AI-powered agents. Agents with AI embedded, allowing them to act more autonomously and orchestrate workflows; also known as agentic AI.

AI-powered robots. Robots with AI embedded, allowing them to act more autonomously and orchestrate workflows.

Artificial intelligence (AI). The ability of software to perform tasks that traditionally require human intelligence, potentially augmenting or substituting people’s capabilities.

Capabilities. Physical or nonphysical abilities that support the application of skills, assessed based on human levels of performance required to perform work activities.
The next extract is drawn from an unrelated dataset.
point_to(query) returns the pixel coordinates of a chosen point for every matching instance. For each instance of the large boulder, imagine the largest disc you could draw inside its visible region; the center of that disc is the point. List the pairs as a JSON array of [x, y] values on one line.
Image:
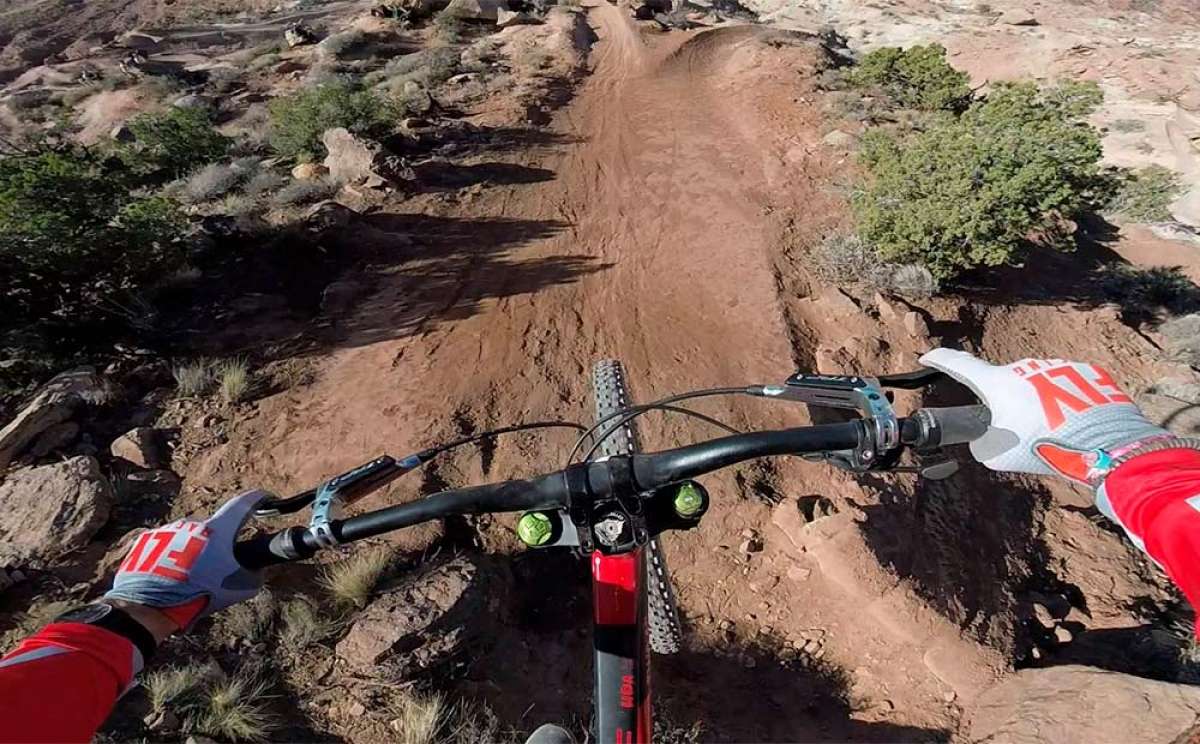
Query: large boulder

Nonphysical capabilities include cognitive (e.g., natural language, logical reasoning, creativity, and navigation) and social and emotional capabilities.

Generative AI. Applications of AI that take unstructured data as inputs and generate unstructured data through foundation models (i.e., large artificial neural networks trained on vast amounts of varied data).

Nonphysical work. Work that involves cognitive or social/emotional capabilities rather than physical movement, such as problem-solving, information processing, creating, or collaborating with others.

Occupations. A set of jobs that share similar tasks or work activities that can be described in terms of their skills, work contexts, and other qualifications. In the United States, occupations are formally classified using the Standard Occupational Classification system, maintained by the Bureau of Labor Statistics.

Physical work. Work that involves direct interaction with the physical world, requiring motion-based capabilities such as gross motor skills, fine motor skills, and mobility. These tasks typically include operating or moving objects, tools, or machinery; assembling or positioning materials; and performing actions that depend on human strength or dexterity.

Robots. Machines that perform work activities in the physical world, augmenting or substituting a person’s physical capabilities (i.e., gross motor skills, fine motor skills, or mobility).

Skills. Knowledge, competencies, and attributes that people deploy to perform work activities, often acquired through formal education, training, or work experience. Lightcast and ESCO provide a market-driven classification system for skills.

Technical automation potential. The share of work hours that theoretically could be automated with certain levels of technical capabilities. We assessed the technical automation potential across the US economy through an analysis of the detailed work activities of each occupation. We used databases published by the US Bureau of Labor Statistics and O*NET to break down about 800 occupations into approximately 2,000 activities, and we determined the capabilities needed for each activity based on how humans currently perform them at work.

Work activities. Observable work behavior that represents what people do to accomplish the objectives of an occupation. In the United States, activities are formally classified by O*NET into detailed work activities (DWAs).

Workflows. A structured sequence of work activities that collectively advance work toward a defined goal, guided by processes (e.g., rules, dependencies, information flows) and involving people and technologies.